Pero sucedió en realidad que a su llegada a Tera le dieron una capa raída de color ocre, una espada de madera de pino de Alepo deficientemente tallada y lo montaron en un asno, en olor de multitudes. Le aplaudían y le agitaban ramos de olivo y hojas de palma secas.
Tras la presentación en la corte de la gobernadora, le entregaron una lista de trabajos como a Heracles y lo despidieron entre vítores.
El primero de los trabajos consistía en librar los muelles de una epidemia de ratas rabiosas.
A la noche regresaba escoltado por unos piqueros que le encadenaban los pies maltrechos y le pinchaban en la carne en la espalda, supuestamente para endurecer su cuerpo.
Estos lanceros tenían ánimos territoriales acérrimos y se reían de como regresaba el forastero agotado, hambriento y sediento.
En un establo pusieron un montón de heno entre bueyes y asnos, y amarrábanle las cadenas al suelo para que no escapase. Le llenaban la bolsa de vino a dos tercios con vinagre y le tiraban un mendrugo de pan ácimo y un pedazo de queso de cabra.
Durante casi cuatro años estuvo aniquilando ratas con su espada de madera, mientras jóvenes adinerados, hijos de sacerdotes y mequetrefes diversos fueron enviados en masa a formarse a escuelas de caballería ecuestre. Tal fue el impacto de su presentación que surgió una epidemia de pasión por la caballería que llamaron la "anvidia".
Y así sobornaron a los jueces de escuela para evitar las pruebas de acceso.
Unos fueron a la propia Atenas, otros a Tiro o a Creta. Allá gozaron de todas las facilidades y honores, y regresaron en corceles blancos y otros zahínos, con espadas relucientes debidamente ornamentadas, parazonios y lanzas brillantes.
Mientras tanto llevabánle a la eglesia en domingo en donde algunos caballeros piadosos le metían monedas en los calzones que luego recuperaban los sacerdotes.
En sábado lo desnudaban en el mercado para mostrar las exhuberancias de los atributos extranjeros y se le acercaban algunas mozas teranas, generalmente viudas y repudiadas, a decirle improperios y groserías en público, como era tradición.

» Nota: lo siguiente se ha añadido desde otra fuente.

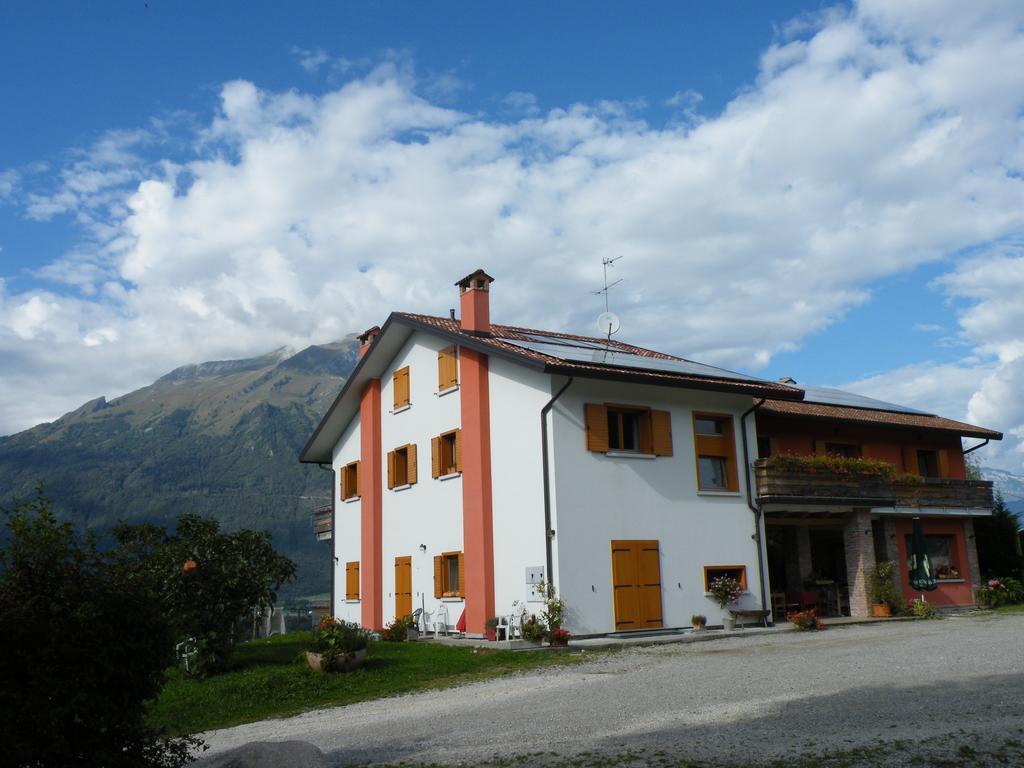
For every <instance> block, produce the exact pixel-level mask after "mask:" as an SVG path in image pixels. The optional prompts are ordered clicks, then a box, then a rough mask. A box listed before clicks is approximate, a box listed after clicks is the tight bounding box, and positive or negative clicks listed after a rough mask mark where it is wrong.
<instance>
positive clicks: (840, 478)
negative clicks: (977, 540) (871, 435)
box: [754, 459, 992, 510]
mask: <svg viewBox="0 0 1024 768" xmlns="http://www.w3.org/2000/svg"><path fill="white" fill-rule="evenodd" d="M754 475H755V478H756V480H757V494H758V498H759V501H760V502H761V504H771V505H778V504H801V505H815V506H818V505H820V506H839V505H845V506H850V505H853V506H862V507H907V508H922V507H927V508H937V509H949V510H954V509H974V510H977V509H991V507H992V483H991V482H989V481H987V480H951V479H938V478H920V479H915V480H910V479H907V478H905V477H903V478H901V477H899V476H897V477H896V478H893V477H885V476H879V475H878V474H863V475H858V474H857V473H855V472H846V473H842V474H840V473H834V472H828V471H822V470H821V469H817V470H816V471H810V470H803V469H798V468H785V469H781V468H778V467H771V466H770V465H769V463H768V460H766V459H759V460H758V461H756V462H755V463H754Z"/></svg>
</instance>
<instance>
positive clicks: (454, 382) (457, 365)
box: [437, 346, 459, 392]
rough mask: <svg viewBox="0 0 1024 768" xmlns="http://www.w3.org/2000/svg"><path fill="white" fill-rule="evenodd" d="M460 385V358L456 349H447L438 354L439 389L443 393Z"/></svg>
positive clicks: (438, 383) (452, 346) (437, 371)
mask: <svg viewBox="0 0 1024 768" xmlns="http://www.w3.org/2000/svg"><path fill="white" fill-rule="evenodd" d="M458 383H459V357H458V352H457V351H456V347H454V346H452V347H446V348H444V349H442V350H441V351H439V352H438V353H437V389H438V391H441V392H443V391H444V390H445V389H451V388H452V387H454V386H456V385H457V384H458Z"/></svg>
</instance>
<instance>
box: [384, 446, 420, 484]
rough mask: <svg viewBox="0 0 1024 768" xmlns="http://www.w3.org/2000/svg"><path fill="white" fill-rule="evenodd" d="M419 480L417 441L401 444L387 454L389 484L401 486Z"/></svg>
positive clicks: (414, 483)
mask: <svg viewBox="0 0 1024 768" xmlns="http://www.w3.org/2000/svg"><path fill="white" fill-rule="evenodd" d="M416 480H417V467H416V443H415V442H411V443H409V444H407V445H400V446H399V447H396V449H395V450H394V451H392V452H390V453H389V454H388V455H387V486H388V487H389V488H400V487H402V486H404V485H413V484H415V483H416Z"/></svg>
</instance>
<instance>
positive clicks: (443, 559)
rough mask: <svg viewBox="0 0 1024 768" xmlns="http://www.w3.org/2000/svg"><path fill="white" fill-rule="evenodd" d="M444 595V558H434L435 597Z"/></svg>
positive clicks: (437, 555) (441, 556) (434, 584)
mask: <svg viewBox="0 0 1024 768" xmlns="http://www.w3.org/2000/svg"><path fill="white" fill-rule="evenodd" d="M443 594H444V558H443V557H442V556H441V555H437V556H436V557H434V597H440V596H441V595H443Z"/></svg>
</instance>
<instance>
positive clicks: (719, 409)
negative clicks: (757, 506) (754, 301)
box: [301, 270, 803, 635]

Un día un sacerdote le envío al establo a un comerciante de esclavos que le presento a Crisanta, una joven bella e inteligente raptada de niña en Egipto y que a pesar de sus dotes era rechazada por su ausencia de sangre terana o helena.
La eglesia del templo de Apolo la había vendido recientemente al esclavista. De tez bronceada y ojos verdes hubiera llamado más la atención de los hombres de no haber sido por una viruela que le había carcomido gran parte de la cara.
Pensaban los sacerdotes de Apolo que siendo un hombre fuerte y valiente, combinado con aquella egipcia bella, darían robusta descendencia de la que hacerse cargo.
Y tras 7 noches en el establo, ambos encadenados, quedó ella encinta y a recaudo de nuevo de la eglesia, que volvió a pagar la suma previa, más un plus por el futuro sucesor.
Llenóse la isla de caballeros bien armados, a los que les rendían el mayor culto y respeto, casábanlos con las más bellas y otorgábanles las mejores casas, mientras Asdrúbal, en su establo sufría de úlceras varias.
Un día el hijo benjamín del sacerdote del templo de Apolo preguntó a su padre
- ¿No era este el caballero forastero que aclamamos a su llegada?
- Así es, hijo, así es.
- Padre, ¿por qué él no lucha con nuestro ejército y defiende nuestra ciudad?
- Hijo, digamos que lleva mucho tiempo matando ratas y no está para enfrentarse a hombres.
- Entonces ¿para qué lo trajisteis padre, si no nos ayudará?
- Hijo, nos hemos dado cuenta que podemos forjar nuestros propios caballeros. No queremos más forasteros. Compáralo ahora con los nuestros, mira qué diferencia.
- ¿Pero si le hubiérais dado una espada y un caballo y permitido entrenar en el coliseo no sería ahora un gran guerrero?
- Hijo mío, hay cosas que aún no puedes entender. Además un mercader griego nos contó un secreto nada más que llegó.
- ¿Qué secreto, padre?
- Tiene lepra.
- ¿En serio?
- No, pero teniéndolo así podemos enseñar a la gente lo patéticos que son los caballeros griegos.